Not because science is unimportant, but because the nature, degree and causes of climate change don't affect the decision on whether humans have inalienable rights. We do, and they cannot be violated regardless of what is happening to the Earth, regardless of the outcome of scientific discussion. Yes, even if the fate of our planet is at stake. Every crisis always involves calls to enslave humanity as the only possible and moral solution, it never ends.
Statements like this: "But leaving climate change actions to individuals will not solve the problem" are morally reprehensible, because there is basically nothing being proposed for government that would not violate our rights. So this basically equates to: your rights must be violated, period. Thanks a lot.
And since advocates of liberty are not making the moral case for freedom, but instead are trying to become amateur scientists, they will lose the political battle, and we will lose freedom.
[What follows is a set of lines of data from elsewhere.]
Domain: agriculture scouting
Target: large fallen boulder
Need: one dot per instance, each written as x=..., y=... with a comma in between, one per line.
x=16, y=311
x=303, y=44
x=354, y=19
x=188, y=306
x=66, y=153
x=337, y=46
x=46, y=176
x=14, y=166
From a purely practical standpoint, humanity will be in a much better position to deal with whatever happens if we are free and prosperous. And this is no mistake: because liberty is designed after human nature, to allow us to act according to our nature will produce the best practical result.
One this is for sure: if governments crush the world economy, we're not going to have the resources to deal with any crises that come along.
Those who advocate freedom are often asked "How would you solve X?" but it is not always an individual's job to solve problems of the world or come up with solutions. It is not most peoples' job to change the climate, end inequality, or feed the third world. We can do small things that contribute, but the collectivization of responsibility for the world's problems is merely an instrument of guilt, the cultural and economic equivalent of Original Sin.
So my answer is: I don't have an answer, and morally, I don't need to.
This is not cruelty and uncaring, it is setting morality back on its feet: that the individual life is the standard of morality, not a collective. Even the earth does not have moral primacy over the individual. So, let's get to the task of solving our problems, individually and by choice. It is the only moral way.